The present work epitomises Baselitz’s aesthetic and thematic concerns during this pivotal period. The subject’s head is cut off at the top left of the canvas, while his body is furiously distorted, contorted and fragmented into flesh and earth-toned entrails. Are these fractured coiled forms part of the figure, or something altogether more sinister? Perhaps they are in fact a jumbled stack of human arms, echoing the terror evoked by one of the most celebrated fracture paintings, B für Larry, where the central figure is torn apart and littered across the canvas. This ambiguity is pivotal and speaks to Baselitz’s entirely novel style of representation, one that reassesses modern German values through the lens of canonical painting. Provocative, challenging and of seminal importance, the Fracturbilder are the culmination of the aesthetic and conceptual tenets that define Baselitz’s painting from the 1960s, and the works that provided foundation for his production over the following fifty years. Evidencing his sheer mastery of this unique painterly style, Ein Werktätiger is an exceptional painting that evinces a savage beauty as well as the conceptual rigour that characterises the very best of Baselitz’s work.

「Fracturbilder 」(意為「分裂的圖畫」)系列既是圖像的製造,亦是圖像的操縱,是格奧爾格・巴塞利茲的重要繪畫創作。這些包括本作《工人》在內的作品從眾多藝術源流中汲取靈感,上至十九世紀的薩克森風景畫,下至立體主義和矯飾主義的扭曲結構,藝術家在之前「Helden」(意為「英雄」)系列的基礎上,創造出扭曲變形的體態,最終發展成在1969年誕生的第一幅倒轉畫。因此「Fracturbilder」系列是藝術家兩個重要時期的交叉點——他一方面希望創作正視二戰後遺創傷的作品;另一方面需要尋找為主題注入客觀色彩並將之扭曲變形的新方法,同時避免進入純然抽象的領域。
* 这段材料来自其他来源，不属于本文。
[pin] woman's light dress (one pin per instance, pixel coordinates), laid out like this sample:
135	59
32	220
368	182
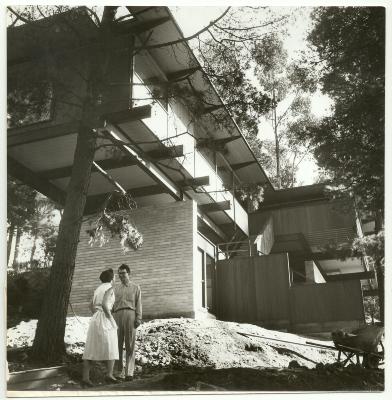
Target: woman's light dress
101	342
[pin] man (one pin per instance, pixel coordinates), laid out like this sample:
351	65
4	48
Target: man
127	311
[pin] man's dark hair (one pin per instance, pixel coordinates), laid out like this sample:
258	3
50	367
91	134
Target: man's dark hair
106	276
124	266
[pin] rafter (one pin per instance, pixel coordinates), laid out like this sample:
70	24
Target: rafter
114	163
137	27
94	202
114	134
215	206
182	74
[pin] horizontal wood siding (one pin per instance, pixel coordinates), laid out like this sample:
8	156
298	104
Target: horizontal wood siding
321	223
163	266
333	301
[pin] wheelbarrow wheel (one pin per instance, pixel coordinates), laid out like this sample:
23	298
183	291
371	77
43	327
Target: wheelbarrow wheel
370	361
373	360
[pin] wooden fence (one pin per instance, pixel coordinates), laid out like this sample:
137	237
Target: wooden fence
257	290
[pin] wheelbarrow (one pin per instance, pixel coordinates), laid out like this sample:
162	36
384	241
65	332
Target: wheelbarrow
365	342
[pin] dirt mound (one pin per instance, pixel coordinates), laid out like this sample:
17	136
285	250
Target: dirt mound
218	344
195	343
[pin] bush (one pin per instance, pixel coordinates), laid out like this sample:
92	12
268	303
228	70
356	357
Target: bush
25	293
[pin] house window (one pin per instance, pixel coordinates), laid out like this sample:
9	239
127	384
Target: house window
206	265
297	270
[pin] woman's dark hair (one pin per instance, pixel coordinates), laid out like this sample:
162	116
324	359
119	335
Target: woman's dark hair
106	276
124	266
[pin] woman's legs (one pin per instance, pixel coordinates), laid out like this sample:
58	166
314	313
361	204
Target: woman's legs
86	370
110	365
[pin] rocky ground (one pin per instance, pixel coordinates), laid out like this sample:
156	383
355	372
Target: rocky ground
209	355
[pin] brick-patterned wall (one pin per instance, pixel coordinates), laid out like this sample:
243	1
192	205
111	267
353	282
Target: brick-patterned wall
163	266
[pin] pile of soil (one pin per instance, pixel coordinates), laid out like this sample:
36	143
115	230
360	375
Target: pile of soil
211	343
183	354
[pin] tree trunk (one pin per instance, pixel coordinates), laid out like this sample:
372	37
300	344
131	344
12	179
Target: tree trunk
33	250
11	233
277	152
379	224
17	247
49	339
380	284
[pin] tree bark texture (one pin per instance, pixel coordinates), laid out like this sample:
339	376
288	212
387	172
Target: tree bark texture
33	249
11	233
17	247
381	287
49	339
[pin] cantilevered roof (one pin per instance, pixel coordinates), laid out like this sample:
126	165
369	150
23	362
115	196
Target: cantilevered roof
178	60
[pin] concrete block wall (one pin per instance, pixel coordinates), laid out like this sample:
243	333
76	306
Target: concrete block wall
163	266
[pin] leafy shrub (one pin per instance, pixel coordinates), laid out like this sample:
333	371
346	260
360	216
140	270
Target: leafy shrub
25	293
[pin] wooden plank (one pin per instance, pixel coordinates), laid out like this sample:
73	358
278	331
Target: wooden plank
95	202
216	143
237	166
155	173
370	292
216	206
128	115
114	163
353	275
211	109
136	26
165	153
326	302
196	182
36	133
33	180
181	74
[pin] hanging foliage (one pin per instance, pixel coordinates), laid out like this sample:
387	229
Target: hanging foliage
253	193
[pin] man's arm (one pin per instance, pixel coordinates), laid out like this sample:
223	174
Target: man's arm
138	319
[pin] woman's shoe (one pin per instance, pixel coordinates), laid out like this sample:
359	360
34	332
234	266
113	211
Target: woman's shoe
110	379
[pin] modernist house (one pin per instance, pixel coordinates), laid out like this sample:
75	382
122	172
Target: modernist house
289	274
180	155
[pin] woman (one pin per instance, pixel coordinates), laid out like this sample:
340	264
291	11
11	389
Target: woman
101	342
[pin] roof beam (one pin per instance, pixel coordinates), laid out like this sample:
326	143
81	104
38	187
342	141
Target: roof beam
195	182
136	27
165	153
215	144
95	202
33	180
236	167
109	178
211	225
114	163
370	292
19	136
211	109
353	275
128	115
113	133
182	74
215	206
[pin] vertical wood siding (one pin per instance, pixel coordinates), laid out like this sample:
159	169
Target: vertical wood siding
257	290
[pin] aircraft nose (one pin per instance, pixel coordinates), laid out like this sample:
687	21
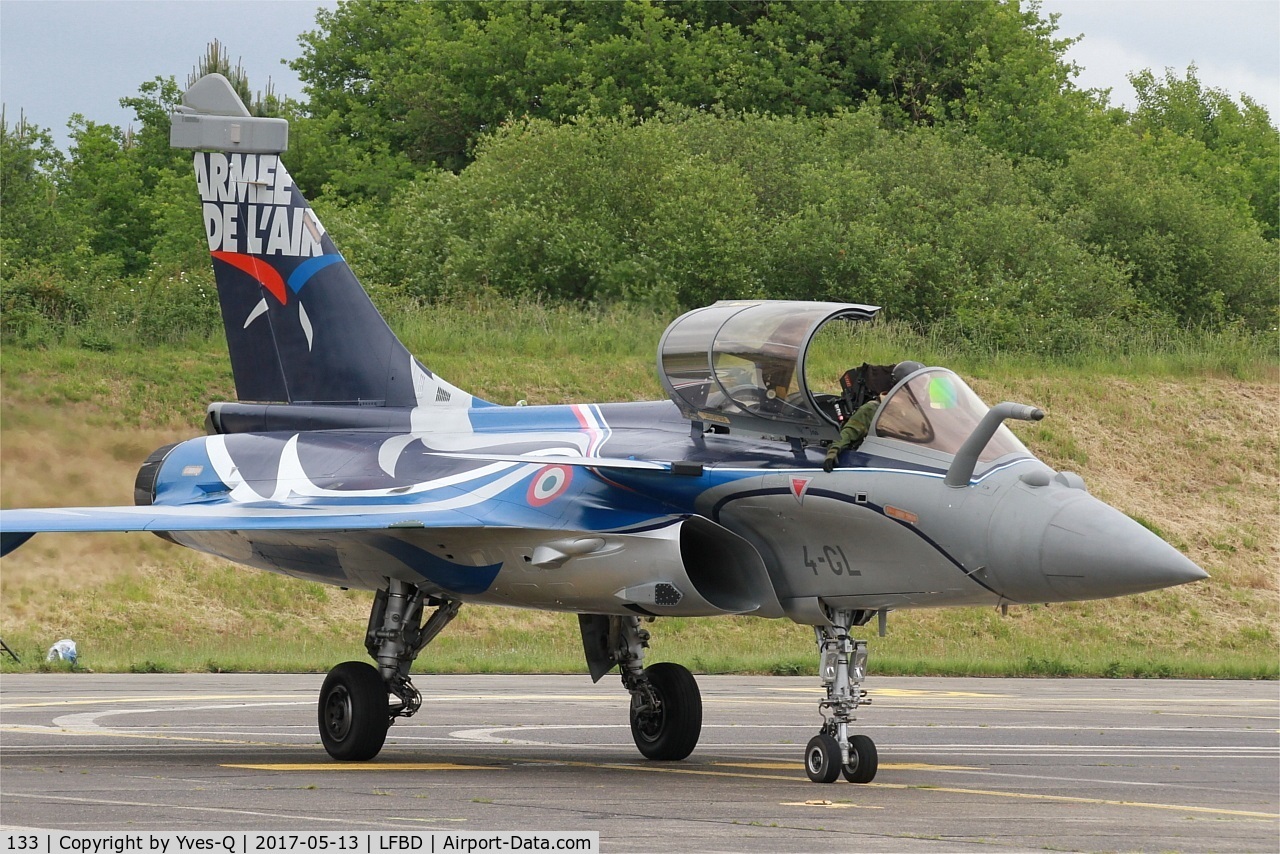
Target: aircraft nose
1092	551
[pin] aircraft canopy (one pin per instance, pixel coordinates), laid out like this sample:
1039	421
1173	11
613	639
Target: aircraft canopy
741	365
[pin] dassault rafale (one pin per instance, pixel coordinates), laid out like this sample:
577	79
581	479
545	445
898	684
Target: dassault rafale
348	462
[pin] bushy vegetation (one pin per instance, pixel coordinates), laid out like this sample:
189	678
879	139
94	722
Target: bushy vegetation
931	158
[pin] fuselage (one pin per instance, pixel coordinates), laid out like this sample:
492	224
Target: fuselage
740	525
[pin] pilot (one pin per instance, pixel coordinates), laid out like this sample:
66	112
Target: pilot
855	428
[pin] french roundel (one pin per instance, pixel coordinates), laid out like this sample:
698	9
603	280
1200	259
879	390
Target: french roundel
549	484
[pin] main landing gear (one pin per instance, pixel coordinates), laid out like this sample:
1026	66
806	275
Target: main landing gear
842	666
666	704
355	709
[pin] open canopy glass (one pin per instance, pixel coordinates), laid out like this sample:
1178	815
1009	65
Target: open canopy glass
741	365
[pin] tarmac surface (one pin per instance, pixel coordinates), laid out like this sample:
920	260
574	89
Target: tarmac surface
967	765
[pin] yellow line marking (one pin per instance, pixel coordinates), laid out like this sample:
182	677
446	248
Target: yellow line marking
1023	795
899	692
364	766
826	804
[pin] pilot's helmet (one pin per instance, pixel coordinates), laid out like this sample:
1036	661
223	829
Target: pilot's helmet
903	370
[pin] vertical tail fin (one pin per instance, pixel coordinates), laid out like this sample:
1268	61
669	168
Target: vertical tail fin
300	327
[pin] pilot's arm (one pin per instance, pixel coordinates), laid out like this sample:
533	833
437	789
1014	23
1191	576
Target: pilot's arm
853	433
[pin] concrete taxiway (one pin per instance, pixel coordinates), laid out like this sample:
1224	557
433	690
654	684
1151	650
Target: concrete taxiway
965	765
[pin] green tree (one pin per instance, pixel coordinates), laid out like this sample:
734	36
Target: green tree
1240	150
412	85
28	195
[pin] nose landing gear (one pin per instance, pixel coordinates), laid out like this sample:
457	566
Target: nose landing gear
842	666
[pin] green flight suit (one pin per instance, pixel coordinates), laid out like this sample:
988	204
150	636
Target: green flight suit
853	433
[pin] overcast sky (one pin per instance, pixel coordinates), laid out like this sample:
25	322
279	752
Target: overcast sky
63	56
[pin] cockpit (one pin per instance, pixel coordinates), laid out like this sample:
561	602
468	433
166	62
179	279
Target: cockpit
935	409
741	366
744	368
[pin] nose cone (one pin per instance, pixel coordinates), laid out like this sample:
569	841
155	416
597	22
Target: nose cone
1092	551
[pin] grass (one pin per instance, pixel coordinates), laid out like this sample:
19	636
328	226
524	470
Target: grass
1179	433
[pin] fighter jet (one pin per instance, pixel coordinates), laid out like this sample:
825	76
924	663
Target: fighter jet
348	462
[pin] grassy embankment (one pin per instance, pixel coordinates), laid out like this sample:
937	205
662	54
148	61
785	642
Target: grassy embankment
1179	433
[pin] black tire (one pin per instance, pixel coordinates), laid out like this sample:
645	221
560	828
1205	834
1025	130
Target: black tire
353	712
822	758
863	759
671	733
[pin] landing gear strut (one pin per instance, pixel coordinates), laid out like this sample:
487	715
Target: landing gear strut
666	704
355	711
842	666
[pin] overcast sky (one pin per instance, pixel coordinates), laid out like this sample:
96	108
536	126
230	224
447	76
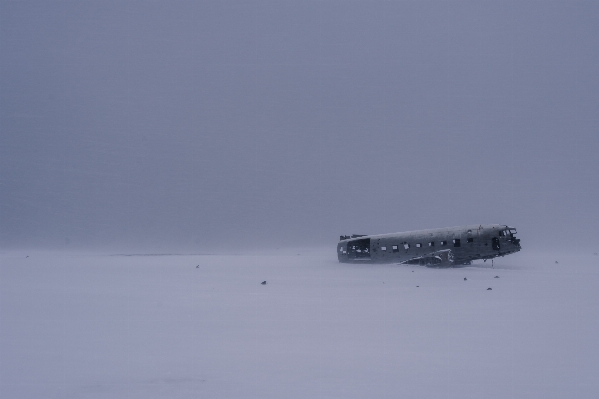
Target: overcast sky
170	125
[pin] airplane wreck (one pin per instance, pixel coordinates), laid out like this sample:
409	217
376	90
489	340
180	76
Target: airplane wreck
433	247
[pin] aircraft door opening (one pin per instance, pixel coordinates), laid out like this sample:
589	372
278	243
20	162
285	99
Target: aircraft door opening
359	249
495	243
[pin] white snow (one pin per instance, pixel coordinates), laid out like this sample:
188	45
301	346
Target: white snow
81	325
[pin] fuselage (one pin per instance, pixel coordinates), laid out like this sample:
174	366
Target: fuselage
461	244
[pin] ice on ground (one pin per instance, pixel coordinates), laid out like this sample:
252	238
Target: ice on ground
78	325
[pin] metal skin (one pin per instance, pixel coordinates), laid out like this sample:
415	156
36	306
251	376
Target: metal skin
434	247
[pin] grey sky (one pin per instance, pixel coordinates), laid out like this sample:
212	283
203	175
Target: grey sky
190	125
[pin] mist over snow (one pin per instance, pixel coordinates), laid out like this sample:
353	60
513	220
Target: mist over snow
159	160
76	325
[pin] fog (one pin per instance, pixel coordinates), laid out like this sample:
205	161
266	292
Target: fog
201	125
238	140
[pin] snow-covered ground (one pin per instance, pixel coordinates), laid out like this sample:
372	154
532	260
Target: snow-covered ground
82	325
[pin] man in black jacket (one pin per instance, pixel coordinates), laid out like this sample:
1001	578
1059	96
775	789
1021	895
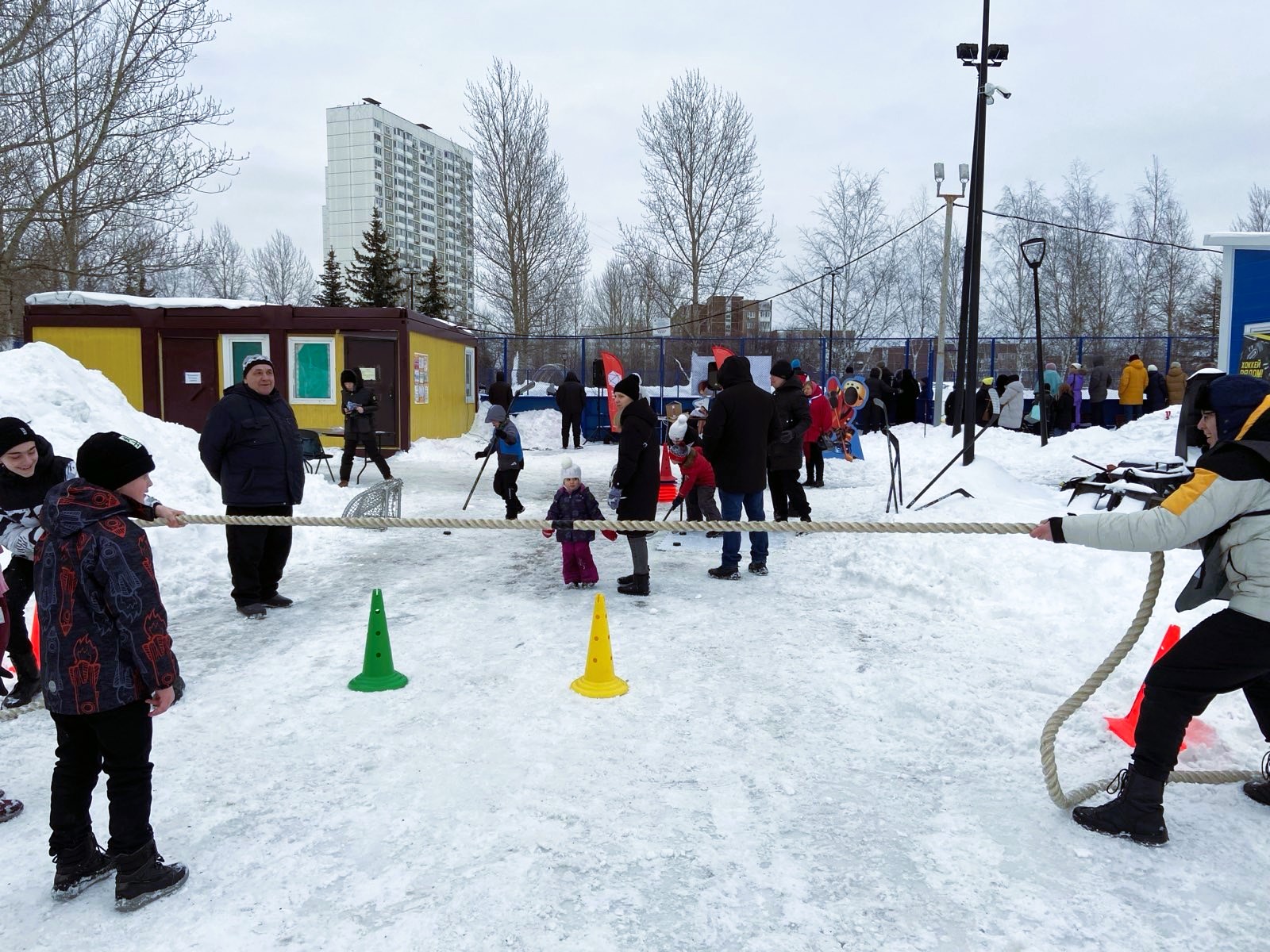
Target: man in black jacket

由此衍生的畫作從任何方面而言都是斷裂的片段。首先,巴塞利茲從費迪南・馮・雷斯基(Ferdinand von Rayski)等薩克森風景畫家筆下的獵人和動物身上得到啟發,但是這些傳統作品卻曾被納粹挪用作民族主義宣傳;其次,巴塞利茲採用後立體主義表現風格,而立體主義也曾被納粹誣衊為墮落的藝術。這些是遭到撕裂、而且是關於撕裂的畫作,它們來自一個在現實中版圖被一分為二的國家,靈感來源殘缺且不連貫,充斥著自相矛盾的歷史和美學背景,畫中題材四分五裂,系列也因而得名為「分裂的圖畫」。

《工人》刻畫一名手握斧頭的伐木工,構圖同樣支離破碎,畫面被不假思索地猛烈撕開、解構,糾結成一片錯亂零碎的蕪雜。一如所有巴塞利茲1960年代的作品,《工人》隱喻了二戰後的國族身份境況;它同時反映出對戰前生活的緬懷以及戰爭的恐怖,前者化身為揮舞斧頭的伐木工,後者則借助顏色粗糙的內臟腸子得以呈現。巴塞利茲在2007年說過:「藝術家……必須、應該竭盡所能,逃離某種時代精神。但是無人能夠逃避、包括我也永遠無法逃避德國和德國人這個身份」(格奧爾格・巴塞利茲,引述自倫敦皇家藝術學院展覽圖錄《格奧爾格・巴塞利茲》,2007年,頁11)。然而巴塞利茲在1960年代初開始作畫時,發覺一切努力都是為了逃避和抹除那段大眾意識裡的德國歷史,而非對過去釋懷,於是他拒絕在作品中漠視那段會勾起德國戰敗回憶的過去。首批作品故意挑動觀者神經,畫中經常出現一個赤身露體進行自瀆的男子。「Helden」系列緊隨其後,藝術家受到矯飾主義誇張拉長的人體啟發,創造出軀體健碩但頭顱細小的戰敗士兵,他們拿著毛刷、旗幟和武器,代表戰後萎靡不振、身無長物的德國倖存者。「Helden」系列之後是「Frakturbilder」,畫中獵人身邊圍繞著各種動物和狩獵工具,畫面顧名思義,顯示割碎、變形的構圖。

巴塞利茲在這段關鍵時期的美學和主題思想在本作中反映得淋漓盡致。左上角是伐木工被切斷的頭顱,極度畸形的身軀分割成一塊塊血肉和泥棕色的內臟。這些彎曲盤繞的形狀究竟是人體的一部分,還是其他更加邪惡的東西?也許它們真的是纏作一團的手臂,呼應著另一幅著名畫作《B für Larry》裡駭人的殘肢斷臂。這種模棱兩可其實至關重要,巴塞利茲用歧義強調自己嶄新的表現風格,透過主流繪畫重新審視現代德國的價值觀。「Fracturbilder」系列挑戰感官,撩撥人心,開創從1960年代起界定巴塞利茲畫風的美學與概念宗旨,為他隨後五十多年的創作生涯奠定基礎。《工人》展示他對這種獨特畫風的駕馭能力,畫面流露一種殘暴的野蠻之美,而且蘊涵巴塞利茲最出色作品所具備的嚴謹理念。